“Your Club Experience Is Your Marketing” by Denise Lee Yohn (ClubIndustry.com, 4 November 2010). This is yet another solid article that falls under, “it doesn’t just apply to gyms/clubs.” Much of Denise’s philosophy is similar to my own. That said, there are a handful of things I’d like to tight up a bit.
“That means the key to continued robust sales is less about attracting new members and more about retaining the ones you have.”
— Yes and no. First, the problem I typically have with the club industry’s view of retention is that it’s rarely seen as a marketing issue. That is, it’s rarely addressed that maybe you attracted the wrong customer in the first place. Some people are going to leave. Maybe it’s best that you let them go as quickly and as quietly as possible? Else, your brand could become the victim of online “bad mouthing”.
Second, there’s no reason to believe there aren’t new customers available. Sure, you might have to be more creative about attracting them and smarter about motivating them to buy, but they are there. If you ignore them now, that could come back to haunt you later. Don’t give up on attracting the new. You don’t want that muscle to go soft. (Pun intended.)

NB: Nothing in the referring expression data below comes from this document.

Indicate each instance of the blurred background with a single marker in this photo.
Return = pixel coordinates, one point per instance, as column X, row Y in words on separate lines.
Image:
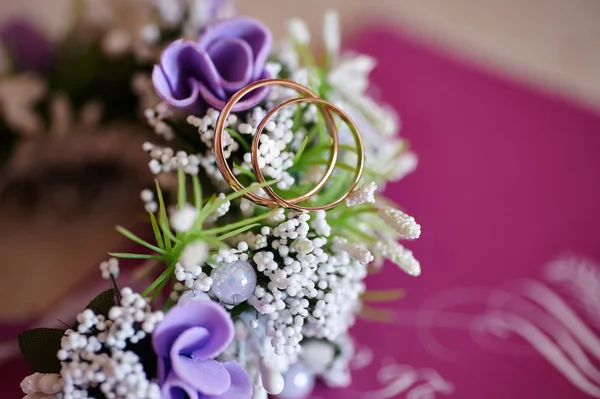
column 501, row 102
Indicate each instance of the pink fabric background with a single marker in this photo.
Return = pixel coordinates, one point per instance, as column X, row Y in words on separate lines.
column 507, row 181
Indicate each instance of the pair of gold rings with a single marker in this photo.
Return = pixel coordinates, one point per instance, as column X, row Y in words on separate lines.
column 275, row 200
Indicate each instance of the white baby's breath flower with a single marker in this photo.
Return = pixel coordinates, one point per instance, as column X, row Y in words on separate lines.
column 366, row 193
column 404, row 224
column 331, row 32
column 183, row 219
column 405, row 164
column 298, row 31
column 358, row 252
column 110, row 268
column 400, row 256
column 351, row 75
column 193, row 254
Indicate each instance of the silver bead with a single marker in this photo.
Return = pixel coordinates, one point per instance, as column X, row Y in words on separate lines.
column 233, row 283
column 193, row 295
column 299, row 382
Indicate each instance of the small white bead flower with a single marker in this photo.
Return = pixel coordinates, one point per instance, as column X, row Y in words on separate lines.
column 404, row 224
column 331, row 32
column 183, row 219
column 298, row 31
column 366, row 193
column 194, row 254
column 358, row 252
column 110, row 268
column 400, row 256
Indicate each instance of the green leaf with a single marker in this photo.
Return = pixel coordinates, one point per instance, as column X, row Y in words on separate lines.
column 197, row 193
column 241, row 223
column 244, row 171
column 39, row 347
column 163, row 219
column 164, row 276
column 239, row 139
column 134, row 256
column 103, row 302
column 138, row 240
column 301, row 149
column 237, row 231
column 156, row 230
column 239, row 309
column 181, row 194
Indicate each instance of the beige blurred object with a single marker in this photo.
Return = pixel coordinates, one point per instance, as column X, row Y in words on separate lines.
column 58, row 213
column 552, row 44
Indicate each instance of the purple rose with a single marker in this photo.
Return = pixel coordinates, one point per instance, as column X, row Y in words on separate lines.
column 186, row 342
column 229, row 55
column 27, row 46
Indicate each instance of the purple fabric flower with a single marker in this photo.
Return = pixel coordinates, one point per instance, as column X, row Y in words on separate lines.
column 186, row 343
column 229, row 55
column 30, row 50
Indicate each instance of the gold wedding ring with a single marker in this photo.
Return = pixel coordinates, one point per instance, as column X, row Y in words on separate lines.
column 274, row 199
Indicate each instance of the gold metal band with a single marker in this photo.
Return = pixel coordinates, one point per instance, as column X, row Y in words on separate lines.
column 274, row 199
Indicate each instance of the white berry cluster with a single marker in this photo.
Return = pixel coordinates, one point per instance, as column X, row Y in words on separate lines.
column 340, row 285
column 399, row 255
column 289, row 260
column 165, row 159
column 188, row 270
column 110, row 268
column 358, row 252
column 206, row 129
column 95, row 356
column 156, row 119
column 150, row 205
column 273, row 155
column 405, row 225
column 366, row 193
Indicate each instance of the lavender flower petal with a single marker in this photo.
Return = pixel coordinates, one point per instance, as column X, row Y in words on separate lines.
column 174, row 388
column 30, row 50
column 229, row 55
column 189, row 315
column 233, row 60
column 206, row 376
column 241, row 386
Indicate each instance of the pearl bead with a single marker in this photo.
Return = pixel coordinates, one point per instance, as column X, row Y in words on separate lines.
column 271, row 379
column 299, row 382
column 192, row 295
column 234, row 283
column 317, row 355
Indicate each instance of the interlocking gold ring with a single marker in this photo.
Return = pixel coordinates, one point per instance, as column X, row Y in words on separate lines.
column 274, row 199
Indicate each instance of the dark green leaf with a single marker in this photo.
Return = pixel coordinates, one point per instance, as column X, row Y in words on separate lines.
column 39, row 348
column 103, row 302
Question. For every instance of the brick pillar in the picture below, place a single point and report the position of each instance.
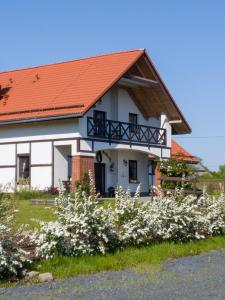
(157, 175)
(80, 166)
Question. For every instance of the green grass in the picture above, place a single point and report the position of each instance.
(146, 258)
(141, 258)
(27, 212)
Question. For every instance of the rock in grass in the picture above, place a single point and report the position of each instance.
(45, 277)
(32, 274)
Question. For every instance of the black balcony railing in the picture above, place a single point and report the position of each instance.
(121, 131)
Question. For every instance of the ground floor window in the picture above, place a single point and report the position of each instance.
(132, 171)
(24, 167)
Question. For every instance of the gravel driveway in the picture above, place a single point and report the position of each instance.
(196, 277)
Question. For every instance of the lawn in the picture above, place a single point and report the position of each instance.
(145, 258)
(28, 212)
(139, 258)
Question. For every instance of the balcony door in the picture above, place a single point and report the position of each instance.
(100, 178)
(99, 123)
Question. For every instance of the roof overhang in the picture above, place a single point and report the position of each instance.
(145, 86)
(41, 119)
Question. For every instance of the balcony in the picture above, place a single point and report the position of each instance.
(108, 130)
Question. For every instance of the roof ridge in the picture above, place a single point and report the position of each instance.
(72, 60)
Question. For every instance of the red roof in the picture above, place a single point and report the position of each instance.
(63, 88)
(178, 152)
(66, 89)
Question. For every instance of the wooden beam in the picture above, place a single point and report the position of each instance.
(137, 81)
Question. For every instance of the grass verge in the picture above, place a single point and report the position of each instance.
(27, 212)
(63, 267)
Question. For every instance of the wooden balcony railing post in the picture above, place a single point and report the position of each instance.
(132, 133)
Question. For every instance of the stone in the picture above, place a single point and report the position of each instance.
(45, 277)
(32, 274)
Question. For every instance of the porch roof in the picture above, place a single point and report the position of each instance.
(70, 89)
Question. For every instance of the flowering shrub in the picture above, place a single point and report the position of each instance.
(131, 218)
(83, 227)
(86, 228)
(175, 168)
(13, 260)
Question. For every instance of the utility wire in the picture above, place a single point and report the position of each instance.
(202, 137)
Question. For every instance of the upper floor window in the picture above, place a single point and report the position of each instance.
(133, 119)
(24, 166)
(133, 171)
(99, 123)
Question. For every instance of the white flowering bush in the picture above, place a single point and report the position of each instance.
(83, 227)
(131, 218)
(86, 228)
(13, 260)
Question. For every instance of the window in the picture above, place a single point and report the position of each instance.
(133, 171)
(69, 166)
(24, 166)
(99, 123)
(99, 115)
(133, 119)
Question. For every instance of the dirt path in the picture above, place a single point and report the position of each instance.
(197, 277)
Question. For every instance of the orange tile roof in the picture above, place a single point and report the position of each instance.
(62, 88)
(178, 152)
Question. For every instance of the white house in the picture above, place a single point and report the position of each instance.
(106, 113)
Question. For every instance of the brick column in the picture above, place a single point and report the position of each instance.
(80, 166)
(157, 175)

“Customers also are becoming more knowledgeable and discriminating. They’re swayed less by savvy salespeople and cool promotions, and their brand preferences are formed more by what they experience when they do business with your company. People also rely on the actual experiences of others…

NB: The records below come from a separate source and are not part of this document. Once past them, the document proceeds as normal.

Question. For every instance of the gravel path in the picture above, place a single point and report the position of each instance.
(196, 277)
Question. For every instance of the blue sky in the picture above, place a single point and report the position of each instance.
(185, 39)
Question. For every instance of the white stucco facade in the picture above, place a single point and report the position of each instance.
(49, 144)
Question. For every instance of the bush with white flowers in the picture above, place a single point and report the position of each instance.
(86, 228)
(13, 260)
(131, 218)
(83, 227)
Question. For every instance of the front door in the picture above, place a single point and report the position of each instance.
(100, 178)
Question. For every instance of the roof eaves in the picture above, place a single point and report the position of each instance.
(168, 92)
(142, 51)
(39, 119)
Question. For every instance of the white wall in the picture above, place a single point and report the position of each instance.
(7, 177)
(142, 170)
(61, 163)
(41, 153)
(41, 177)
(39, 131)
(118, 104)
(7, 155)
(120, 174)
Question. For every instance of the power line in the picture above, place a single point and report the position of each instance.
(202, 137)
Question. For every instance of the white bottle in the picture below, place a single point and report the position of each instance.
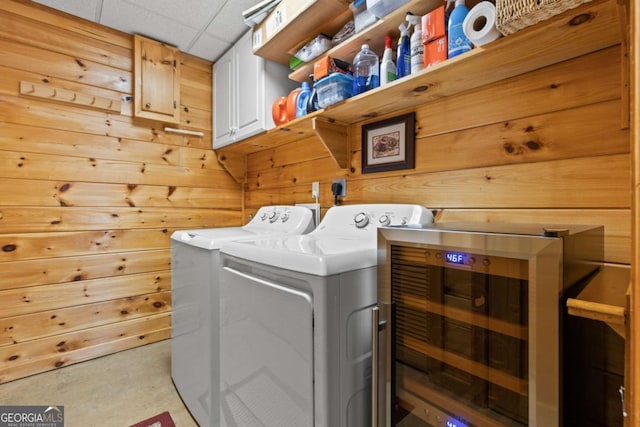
(387, 66)
(417, 48)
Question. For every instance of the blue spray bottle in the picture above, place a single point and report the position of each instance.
(458, 41)
(403, 66)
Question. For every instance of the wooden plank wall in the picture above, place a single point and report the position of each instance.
(88, 198)
(547, 146)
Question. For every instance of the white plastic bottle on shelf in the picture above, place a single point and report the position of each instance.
(366, 70)
(417, 48)
(458, 41)
(387, 66)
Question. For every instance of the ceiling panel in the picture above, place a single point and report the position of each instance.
(204, 28)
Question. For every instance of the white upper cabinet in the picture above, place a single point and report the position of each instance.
(244, 89)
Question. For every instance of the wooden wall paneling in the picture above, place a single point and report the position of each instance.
(79, 28)
(15, 137)
(303, 172)
(25, 57)
(10, 85)
(45, 36)
(20, 192)
(46, 271)
(62, 350)
(23, 219)
(24, 328)
(305, 150)
(633, 345)
(43, 166)
(22, 246)
(33, 299)
(586, 131)
(57, 94)
(557, 87)
(91, 198)
(573, 183)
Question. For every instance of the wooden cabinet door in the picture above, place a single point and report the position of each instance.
(157, 80)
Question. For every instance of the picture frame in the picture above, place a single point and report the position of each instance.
(389, 144)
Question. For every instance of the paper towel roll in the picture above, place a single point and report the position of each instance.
(480, 24)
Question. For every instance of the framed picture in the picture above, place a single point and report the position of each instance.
(389, 144)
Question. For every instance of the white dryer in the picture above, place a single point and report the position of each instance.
(195, 266)
(295, 338)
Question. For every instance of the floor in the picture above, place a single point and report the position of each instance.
(112, 391)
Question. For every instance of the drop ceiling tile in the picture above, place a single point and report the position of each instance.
(86, 9)
(209, 47)
(126, 17)
(192, 13)
(228, 25)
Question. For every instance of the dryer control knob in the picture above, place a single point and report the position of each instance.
(361, 219)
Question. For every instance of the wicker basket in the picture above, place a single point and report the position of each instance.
(514, 15)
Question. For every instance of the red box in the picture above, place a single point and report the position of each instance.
(433, 25)
(435, 51)
(328, 65)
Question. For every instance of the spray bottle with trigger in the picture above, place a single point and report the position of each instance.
(403, 64)
(417, 48)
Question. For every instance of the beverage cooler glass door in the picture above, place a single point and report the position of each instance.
(465, 337)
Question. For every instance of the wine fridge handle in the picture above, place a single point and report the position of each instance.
(376, 327)
(375, 319)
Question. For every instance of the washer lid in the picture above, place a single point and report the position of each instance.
(268, 221)
(308, 254)
(212, 238)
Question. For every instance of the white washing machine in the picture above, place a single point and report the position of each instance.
(295, 338)
(195, 266)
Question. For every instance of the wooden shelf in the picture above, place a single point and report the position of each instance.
(302, 22)
(604, 298)
(478, 369)
(411, 389)
(372, 35)
(480, 320)
(588, 28)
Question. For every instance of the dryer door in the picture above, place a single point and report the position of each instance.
(266, 345)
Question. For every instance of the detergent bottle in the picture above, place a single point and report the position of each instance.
(387, 66)
(416, 46)
(403, 66)
(458, 41)
(366, 70)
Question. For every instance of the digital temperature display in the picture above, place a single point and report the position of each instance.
(455, 257)
(451, 422)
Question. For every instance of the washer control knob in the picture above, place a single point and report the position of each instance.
(385, 220)
(361, 219)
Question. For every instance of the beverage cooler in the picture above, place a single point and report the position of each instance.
(468, 327)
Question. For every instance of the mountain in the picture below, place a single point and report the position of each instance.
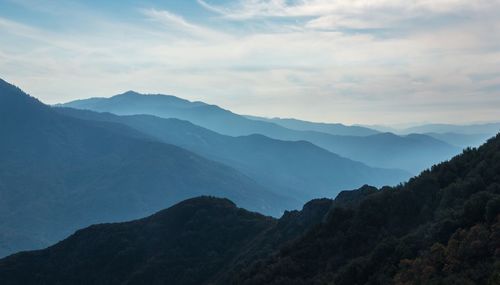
(441, 227)
(329, 128)
(193, 242)
(462, 140)
(185, 244)
(291, 168)
(477, 129)
(59, 173)
(411, 153)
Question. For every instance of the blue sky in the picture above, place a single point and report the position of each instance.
(350, 61)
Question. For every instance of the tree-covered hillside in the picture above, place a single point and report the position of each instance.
(441, 227)
(58, 174)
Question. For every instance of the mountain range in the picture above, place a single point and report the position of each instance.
(412, 153)
(297, 169)
(441, 227)
(59, 173)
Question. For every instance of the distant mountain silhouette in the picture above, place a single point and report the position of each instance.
(489, 129)
(411, 153)
(462, 140)
(59, 173)
(297, 169)
(441, 227)
(329, 128)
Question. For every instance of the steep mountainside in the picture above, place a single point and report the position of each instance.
(442, 227)
(412, 153)
(298, 169)
(59, 173)
(185, 244)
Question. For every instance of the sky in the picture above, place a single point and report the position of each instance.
(350, 61)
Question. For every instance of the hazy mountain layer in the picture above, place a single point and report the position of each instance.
(442, 227)
(59, 173)
(329, 128)
(412, 153)
(297, 169)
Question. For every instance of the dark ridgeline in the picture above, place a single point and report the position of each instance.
(299, 170)
(441, 227)
(59, 173)
(412, 153)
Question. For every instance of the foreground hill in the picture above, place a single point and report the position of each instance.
(297, 169)
(412, 153)
(185, 244)
(442, 227)
(59, 173)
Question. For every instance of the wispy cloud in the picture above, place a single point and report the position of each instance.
(350, 61)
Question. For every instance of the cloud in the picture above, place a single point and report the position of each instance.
(274, 58)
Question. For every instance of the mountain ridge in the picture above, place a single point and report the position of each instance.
(412, 156)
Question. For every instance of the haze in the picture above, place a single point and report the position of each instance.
(372, 62)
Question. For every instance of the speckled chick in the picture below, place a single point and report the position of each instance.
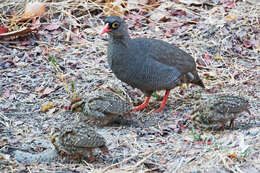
(219, 109)
(77, 141)
(102, 105)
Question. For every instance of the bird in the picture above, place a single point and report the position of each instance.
(103, 106)
(146, 63)
(219, 109)
(78, 140)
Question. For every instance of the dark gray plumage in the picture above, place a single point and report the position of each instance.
(146, 63)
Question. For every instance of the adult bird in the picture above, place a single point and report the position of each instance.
(146, 63)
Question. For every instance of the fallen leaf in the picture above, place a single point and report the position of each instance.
(207, 57)
(47, 91)
(7, 93)
(233, 156)
(231, 17)
(52, 26)
(218, 57)
(47, 106)
(20, 32)
(3, 29)
(114, 8)
(32, 10)
(39, 89)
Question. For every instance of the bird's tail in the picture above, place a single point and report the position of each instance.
(197, 80)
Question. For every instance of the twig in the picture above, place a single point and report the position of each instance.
(146, 155)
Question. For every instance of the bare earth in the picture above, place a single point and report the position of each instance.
(223, 39)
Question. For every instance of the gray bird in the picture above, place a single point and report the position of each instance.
(77, 141)
(146, 63)
(219, 109)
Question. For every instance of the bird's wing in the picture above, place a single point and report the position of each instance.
(168, 54)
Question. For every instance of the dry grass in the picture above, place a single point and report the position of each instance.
(81, 57)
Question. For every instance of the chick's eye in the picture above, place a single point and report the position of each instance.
(115, 25)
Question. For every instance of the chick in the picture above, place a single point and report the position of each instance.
(77, 141)
(104, 106)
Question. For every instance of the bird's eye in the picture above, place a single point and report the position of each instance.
(115, 25)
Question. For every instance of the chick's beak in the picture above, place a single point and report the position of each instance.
(106, 29)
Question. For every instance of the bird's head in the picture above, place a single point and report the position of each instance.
(115, 27)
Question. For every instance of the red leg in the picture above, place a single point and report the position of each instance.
(143, 105)
(163, 102)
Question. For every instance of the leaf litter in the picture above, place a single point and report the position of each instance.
(223, 37)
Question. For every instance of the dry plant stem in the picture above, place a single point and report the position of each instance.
(127, 159)
(62, 80)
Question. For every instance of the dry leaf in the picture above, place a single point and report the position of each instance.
(47, 106)
(21, 32)
(218, 57)
(3, 29)
(47, 91)
(32, 10)
(231, 17)
(114, 8)
(52, 26)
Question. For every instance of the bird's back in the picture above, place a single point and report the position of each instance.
(151, 64)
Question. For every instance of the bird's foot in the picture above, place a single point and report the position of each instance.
(76, 105)
(142, 106)
(158, 110)
(138, 108)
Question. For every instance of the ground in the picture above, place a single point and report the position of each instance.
(223, 37)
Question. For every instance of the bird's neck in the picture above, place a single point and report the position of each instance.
(119, 40)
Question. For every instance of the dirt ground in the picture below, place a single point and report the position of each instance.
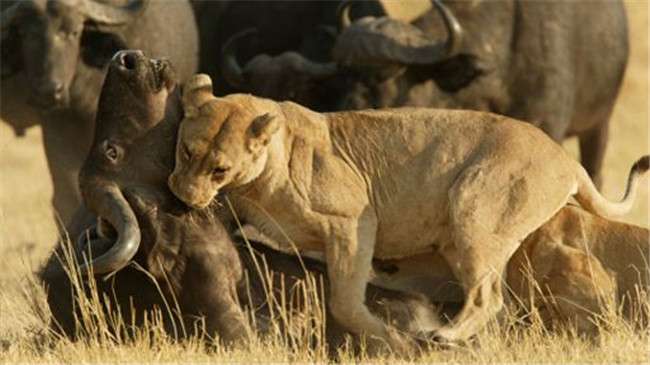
(27, 230)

In this environment, traditional sales and marketing tactics are becoming less important—and your club experience is emerging as your most powerful marketing tool.”
— The first bit is (obviously) very true. Stop whining and deal with. Someone said to me last week, “No one steals your clients. You lose them yourself when you don’t do your job to a level that matches their expectations.” True, very true.
As for the second bit, be wise and put heavy emphasis on “becoming less important”. That said, the traditional channels can still be effective. They are after all just channels. However, how you used them (read: the messages you send out) should be under review at any give moment. If you’re in set it & forget it mode then please don’t expect dynamic results. We no longer live in a set it & forget it world.
And finally, Denise’s list of action ideas is good but I believe she missed a key one. That is, speak/interact with your customers (and make a habit of it). Find out where they’re at. See how *they* define “experience”.
No matter how hard they might try, the brand is extremely biased and therefore should not make decision without consulting with The Guests. My point being, what the brand emphasizes as key to the “experience” might not be relevant to The Guests. A brand’s message(s) will only be as effective as those engagements actually connect to real Guest motivators. A point of differentiation is meaningless if The Guest doesn’t care about that point.
In short, look before you leap because The Guest defines the experience, not the brand. Assume otherwise at your own peril.